For all intergers \(n \geq 0\), it follows

\(\displaystyle \sum_{k=0}^{n}\dbinom{n-k}{k} = F_{n+1}\).

where \(F_{n+1}\) corresponds to the \((n+1)^{th}\) term of the Fibonacci sequence, and the combinatorial number \(\displaystyle \dbinom{n}{k} = \frac{n!}{k!(n-k)!}\) is assumed to be zero for \(n < k\).

Proof

We prove the identity using strong induction. For the base case, we trivially verify \(\binom{0}{0} = F_1 = 1\).

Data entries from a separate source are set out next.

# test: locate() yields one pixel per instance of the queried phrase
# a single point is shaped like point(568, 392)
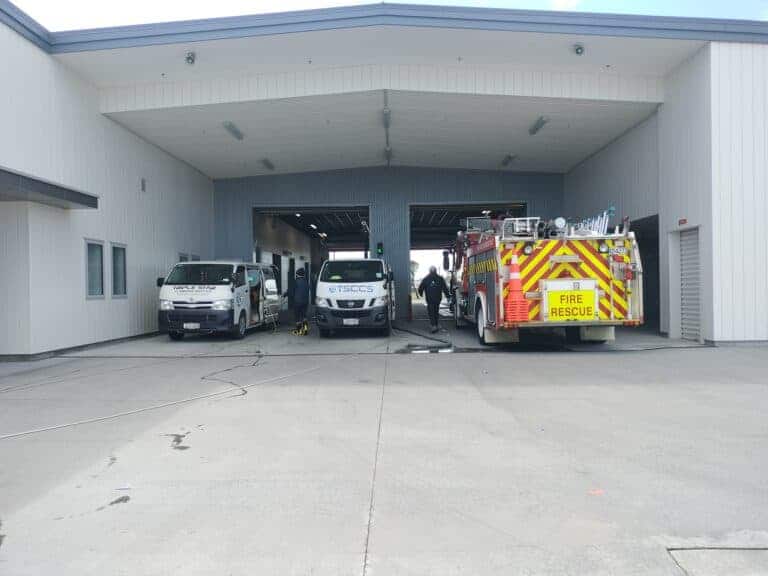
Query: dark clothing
point(434, 287)
point(300, 312)
point(433, 309)
point(301, 292)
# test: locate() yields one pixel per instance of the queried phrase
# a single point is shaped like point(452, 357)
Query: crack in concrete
point(177, 439)
point(120, 500)
point(373, 477)
point(212, 376)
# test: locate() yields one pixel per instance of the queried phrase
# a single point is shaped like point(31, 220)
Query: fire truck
point(516, 274)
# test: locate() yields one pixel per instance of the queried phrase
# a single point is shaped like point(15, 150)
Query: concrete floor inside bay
point(211, 456)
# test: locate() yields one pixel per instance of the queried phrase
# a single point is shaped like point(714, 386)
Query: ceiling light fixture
point(234, 131)
point(541, 121)
point(508, 159)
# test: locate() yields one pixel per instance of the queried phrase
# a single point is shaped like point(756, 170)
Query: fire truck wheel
point(480, 320)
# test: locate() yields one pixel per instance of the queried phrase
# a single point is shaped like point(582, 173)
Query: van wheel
point(239, 332)
point(480, 322)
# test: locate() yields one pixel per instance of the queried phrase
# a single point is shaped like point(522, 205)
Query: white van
point(354, 294)
point(210, 297)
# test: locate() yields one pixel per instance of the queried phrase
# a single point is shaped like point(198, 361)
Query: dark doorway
point(291, 280)
point(277, 262)
point(647, 232)
point(435, 227)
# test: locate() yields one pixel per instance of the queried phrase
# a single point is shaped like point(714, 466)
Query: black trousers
point(433, 307)
point(300, 312)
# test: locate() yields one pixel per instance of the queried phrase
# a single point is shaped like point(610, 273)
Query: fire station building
point(281, 137)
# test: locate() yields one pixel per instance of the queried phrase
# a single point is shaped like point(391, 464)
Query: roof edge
point(556, 22)
point(26, 26)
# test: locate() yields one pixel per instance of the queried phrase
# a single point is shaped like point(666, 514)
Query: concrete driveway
point(214, 458)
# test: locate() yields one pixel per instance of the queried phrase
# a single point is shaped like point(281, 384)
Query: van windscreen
point(200, 274)
point(352, 271)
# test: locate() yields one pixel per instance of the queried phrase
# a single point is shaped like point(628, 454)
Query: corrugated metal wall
point(624, 174)
point(14, 278)
point(388, 191)
point(664, 166)
point(740, 191)
point(52, 130)
point(685, 184)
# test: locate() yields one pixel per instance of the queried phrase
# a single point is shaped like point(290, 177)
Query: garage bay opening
point(434, 229)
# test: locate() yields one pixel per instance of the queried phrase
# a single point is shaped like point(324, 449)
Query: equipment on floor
point(533, 274)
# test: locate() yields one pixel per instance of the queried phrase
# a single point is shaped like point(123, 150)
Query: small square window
point(95, 269)
point(119, 287)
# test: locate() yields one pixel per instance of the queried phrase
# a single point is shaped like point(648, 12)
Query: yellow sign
point(565, 305)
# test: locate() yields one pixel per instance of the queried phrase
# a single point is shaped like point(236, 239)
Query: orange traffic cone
point(516, 306)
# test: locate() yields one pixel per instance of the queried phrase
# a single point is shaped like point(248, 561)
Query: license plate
point(567, 305)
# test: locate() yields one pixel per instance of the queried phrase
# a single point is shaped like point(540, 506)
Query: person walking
point(301, 302)
point(434, 286)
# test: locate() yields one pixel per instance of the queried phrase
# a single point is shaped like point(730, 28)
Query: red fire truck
point(528, 274)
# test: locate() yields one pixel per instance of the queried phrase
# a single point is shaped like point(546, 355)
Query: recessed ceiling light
point(508, 159)
point(233, 130)
point(538, 125)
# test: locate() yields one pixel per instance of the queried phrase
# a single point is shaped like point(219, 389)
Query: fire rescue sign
point(566, 305)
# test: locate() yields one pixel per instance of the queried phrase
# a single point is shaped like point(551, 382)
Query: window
point(200, 274)
point(240, 276)
point(94, 269)
point(118, 271)
point(352, 271)
point(254, 277)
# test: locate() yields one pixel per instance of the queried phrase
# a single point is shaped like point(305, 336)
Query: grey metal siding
point(388, 191)
point(624, 174)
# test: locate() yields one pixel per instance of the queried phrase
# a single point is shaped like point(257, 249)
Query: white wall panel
point(53, 131)
point(740, 186)
point(14, 278)
point(685, 184)
point(458, 79)
point(624, 174)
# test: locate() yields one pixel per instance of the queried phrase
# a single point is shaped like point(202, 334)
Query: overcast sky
point(78, 14)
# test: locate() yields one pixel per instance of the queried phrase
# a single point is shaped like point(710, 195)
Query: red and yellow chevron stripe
point(589, 263)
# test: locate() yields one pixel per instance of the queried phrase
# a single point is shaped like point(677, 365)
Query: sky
point(59, 15)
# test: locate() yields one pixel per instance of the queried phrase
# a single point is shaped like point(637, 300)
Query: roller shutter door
point(690, 285)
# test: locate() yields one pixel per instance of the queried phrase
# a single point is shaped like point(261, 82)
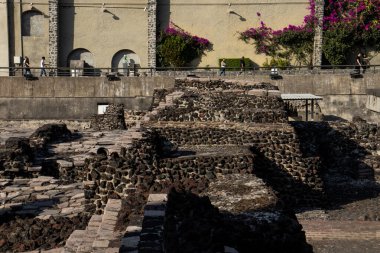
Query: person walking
point(242, 65)
point(360, 63)
point(26, 64)
point(42, 66)
point(223, 66)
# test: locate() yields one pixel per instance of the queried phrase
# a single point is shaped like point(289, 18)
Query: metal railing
point(185, 71)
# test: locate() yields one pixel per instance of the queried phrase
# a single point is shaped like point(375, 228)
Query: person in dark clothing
point(27, 66)
point(360, 63)
point(242, 65)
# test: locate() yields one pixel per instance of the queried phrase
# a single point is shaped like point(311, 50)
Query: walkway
point(327, 236)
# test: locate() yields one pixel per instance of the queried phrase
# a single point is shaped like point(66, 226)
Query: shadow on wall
point(66, 28)
point(192, 224)
point(163, 17)
point(343, 159)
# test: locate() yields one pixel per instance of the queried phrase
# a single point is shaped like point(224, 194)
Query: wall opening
point(125, 60)
point(32, 23)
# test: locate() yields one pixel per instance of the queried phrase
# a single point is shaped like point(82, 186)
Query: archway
point(81, 58)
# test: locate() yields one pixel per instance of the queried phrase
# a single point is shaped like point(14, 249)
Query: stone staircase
point(144, 234)
point(147, 236)
point(99, 234)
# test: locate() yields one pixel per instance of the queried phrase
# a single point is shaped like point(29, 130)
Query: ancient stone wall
point(113, 118)
point(53, 33)
point(192, 224)
point(18, 158)
point(224, 107)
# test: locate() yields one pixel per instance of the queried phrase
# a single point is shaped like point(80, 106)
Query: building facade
point(110, 34)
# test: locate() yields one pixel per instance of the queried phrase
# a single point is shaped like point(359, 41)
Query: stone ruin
point(214, 166)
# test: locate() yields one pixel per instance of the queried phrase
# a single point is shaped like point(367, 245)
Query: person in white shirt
point(42, 66)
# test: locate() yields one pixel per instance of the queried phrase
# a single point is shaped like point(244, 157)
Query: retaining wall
point(74, 97)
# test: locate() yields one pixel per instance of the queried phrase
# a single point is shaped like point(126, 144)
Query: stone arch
point(32, 23)
point(118, 60)
point(83, 55)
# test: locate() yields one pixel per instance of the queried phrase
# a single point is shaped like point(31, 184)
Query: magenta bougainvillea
point(178, 48)
point(348, 25)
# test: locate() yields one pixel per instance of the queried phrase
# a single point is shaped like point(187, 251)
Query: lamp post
point(318, 33)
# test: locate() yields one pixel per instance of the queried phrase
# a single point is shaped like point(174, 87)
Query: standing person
point(242, 65)
point(42, 66)
point(359, 63)
point(27, 66)
point(223, 66)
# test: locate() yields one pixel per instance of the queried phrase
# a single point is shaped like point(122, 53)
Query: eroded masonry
point(214, 166)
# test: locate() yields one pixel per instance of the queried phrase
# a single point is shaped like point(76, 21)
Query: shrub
point(233, 64)
point(177, 48)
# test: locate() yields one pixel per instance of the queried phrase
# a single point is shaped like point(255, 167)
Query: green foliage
point(177, 48)
point(372, 39)
point(338, 44)
point(233, 64)
point(280, 63)
point(175, 51)
point(297, 45)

As inductive step, we assume that the identity holds for all integers \(n'\) such that \(0 \leq n' \leq n\). Then, we want to deduce that our hypothesis implies the identity holds for \(n' = n + 1\). That is,

\(\displaystyle \sum_{k=0}^{n+1}\dbinom{n+1-k}{k} = \dbinom{n+1}{0} + \dbinom{n}{1} + \cdots + \dbinom{0}{n+1} = F_{n+2}\).

We need to consider the “Pascal’s Triangle” formula for combinatorials,

\(\displaystyle \dbinom{n}{k} = \dbinom{n-1}{k} + \dbinom{n-1}{k-1}\).

Thus, by applying this formula to all terms except the first and last ones,

\(\displaystyle \sum_{k=0}^{n+1}\dbinom{n+1-k}{k} = \dbinom{n+1}{0} + \dbinom{n}{1} + \cdots + \dbinom{0}{n+1}\).

\(\displaystyle \sum_{k=0}^{n+1}\dbinom{n+1-k}{k} = \dbinom{n+1}{0} + \left( \dbinom{n-1}{1} + \dbinom{n-1}{0} \right) + \cdots + \dbinom{0}{n+1}\).

\(\displaystyle \sum_{k=0}^{n+1}\dbinom{n+1-k}{k} = \dbinom{n}{0} + \left( \dbinom{n-1}{1} + \dbinom{n-1}{0} \right) + \cdots + \dbinom{0}{n}\).

\(\displaystyle \sum_{k=0}^{n+1}\dbinom{n+1-k}{k} = F_{n+1} + F_{n} = F_{n+2}\).

Therefore, we proved the identity holds for all integers \(n \geq 0\). ∎

Derivation

Although the identity was proved, the avid reader must be wondering how the formula was obtained in first place. To derive the formula we will use one of the most powerful weapons in combinatorics: generating functions.

Let us consider the following ordinary generating function,

\(\displaystyle F(x) = \sum_{n \geq 0} \Big \lbrace \sum_{k=0}^{n}\dbinom{n-k}{k} \Big \rbrace x^n\).

where the coefficient of \(x^n\) in the expansion of \(F(x)\) corresponds to the quantitiy of interest.

\(\displaystyle F(x) = \sum_{n \geq 0} \Big \lbrace \sum_{k=0}^{n}\dbinom{n-k}{k} \Big \rbrace x^n\).

\(\displaystyle F(x) = \sum_{k \geq 0} \Big \lbrace \sum_{n \geq 0} \dbinom{n}{k} x^{n+k} \Big \rbrace\).

\(\displaystyle F(x) = \sum_{n \geq 0} \Big \lbrace \sum_{k \geq 0} \dbinom{n}{k} x^{k} \Big \rbrace x^n\).

\(\displaystyle F(x) = \sum_{n \geq 0} \Big \lbrace \sum_{k = 0}^{n} \dbinom{n}{k} x^{k} \Big \rbrace x^n\).

\(\displaystyle F(x) = \sum_{n \geq 0} (1+x)^n x^n = \sum_{n \geq 0} \left( (1+x) x \right)^n\).

\(\displaystyle F(x) = \frac{1}{1-(1+x)x} = \frac{1}{1-x-x^2}\).

We recognize the last expression as the generating function of the \((n+1)^{th}\) term of the Fibonacci sequence. ∎